The concept of the neoliberal city has become a key structuring analytical framework in the field of urban studies. It explains both the ongoing transformation of urban policies and the socio-spatial effects of these policies within cities and highlights the prominent role of cities in the new geography of capitalism.
Bringing together a team of leading scholars, this book challenges the neoliberal city thesis. It argues that the definition of neoliberalization may be more complex than it seems, resulting in over-simplified explanations of some processes, such as the rise of metropolitan governments or the importance given to urban economic development policies or gentrification. As a structuralist and macro-level theory, the "neoliberal city" does not shed light upon micro-level processes or identify and analyze actors' logics and practices. Finally, the concept is profoundly influenced by the historical trajectories of the United Kingdom and the United States, and the generalization of this experience to other contexts often leads to a kind of academic ethnocentrism.
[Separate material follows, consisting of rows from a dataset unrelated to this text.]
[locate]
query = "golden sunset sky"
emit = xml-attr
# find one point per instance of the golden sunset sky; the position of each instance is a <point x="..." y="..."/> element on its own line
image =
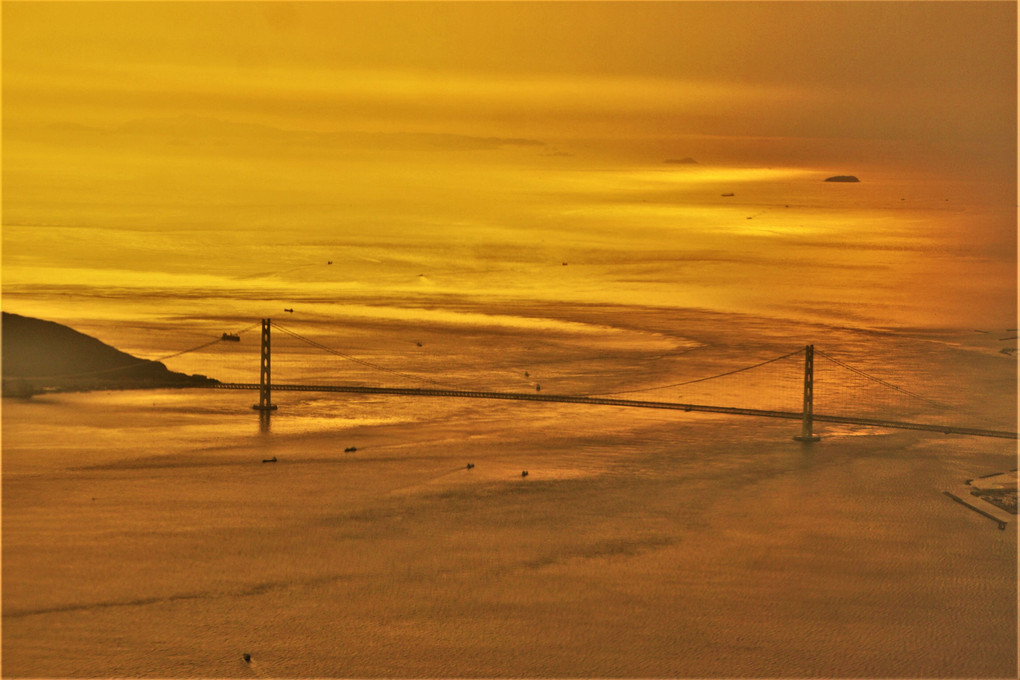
<point x="461" y="122"/>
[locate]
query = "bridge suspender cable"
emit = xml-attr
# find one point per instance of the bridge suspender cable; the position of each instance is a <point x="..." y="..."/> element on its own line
<point x="711" y="377"/>
<point x="879" y="380"/>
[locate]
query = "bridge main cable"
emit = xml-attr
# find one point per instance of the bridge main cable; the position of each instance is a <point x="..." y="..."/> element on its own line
<point x="710" y="377"/>
<point x="569" y="399"/>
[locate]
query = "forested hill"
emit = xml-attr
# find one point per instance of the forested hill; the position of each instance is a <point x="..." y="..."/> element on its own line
<point x="42" y="355"/>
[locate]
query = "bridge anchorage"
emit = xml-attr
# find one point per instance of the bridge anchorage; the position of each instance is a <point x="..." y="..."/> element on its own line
<point x="807" y="415"/>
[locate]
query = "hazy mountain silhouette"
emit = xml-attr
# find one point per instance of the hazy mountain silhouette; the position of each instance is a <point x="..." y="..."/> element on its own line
<point x="42" y="355"/>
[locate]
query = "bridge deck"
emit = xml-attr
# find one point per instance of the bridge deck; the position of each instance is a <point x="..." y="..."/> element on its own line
<point x="567" y="399"/>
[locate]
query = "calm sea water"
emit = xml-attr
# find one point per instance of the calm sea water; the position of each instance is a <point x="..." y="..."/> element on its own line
<point x="145" y="537"/>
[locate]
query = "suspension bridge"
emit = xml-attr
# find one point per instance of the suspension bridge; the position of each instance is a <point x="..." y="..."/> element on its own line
<point x="806" y="415"/>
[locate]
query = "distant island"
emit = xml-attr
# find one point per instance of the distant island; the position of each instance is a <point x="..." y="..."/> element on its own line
<point x="43" y="356"/>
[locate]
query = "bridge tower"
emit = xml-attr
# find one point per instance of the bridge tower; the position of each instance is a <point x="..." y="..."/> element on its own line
<point x="807" y="423"/>
<point x="265" y="404"/>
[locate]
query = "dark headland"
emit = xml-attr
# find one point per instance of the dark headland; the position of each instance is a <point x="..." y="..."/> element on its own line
<point x="43" y="356"/>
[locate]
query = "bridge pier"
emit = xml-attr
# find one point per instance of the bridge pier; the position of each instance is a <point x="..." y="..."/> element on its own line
<point x="265" y="405"/>
<point x="807" y="423"/>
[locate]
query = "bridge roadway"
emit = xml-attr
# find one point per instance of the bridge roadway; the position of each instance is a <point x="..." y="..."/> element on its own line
<point x="566" y="399"/>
This book argues that, on its own, the current conceptualizations of neoliberalization are insufficient. Instead, it should be analyzed alongside other transformative processes in order to provide an analytical framework to explain the variety of processes of change, motivations and justifications too easily labelled as urban neoliberalism. This unique and critical contribution will be essential reading for students and scholars alike working in Human Geography, Urban Studies, Economics, Sociology and Public Policy.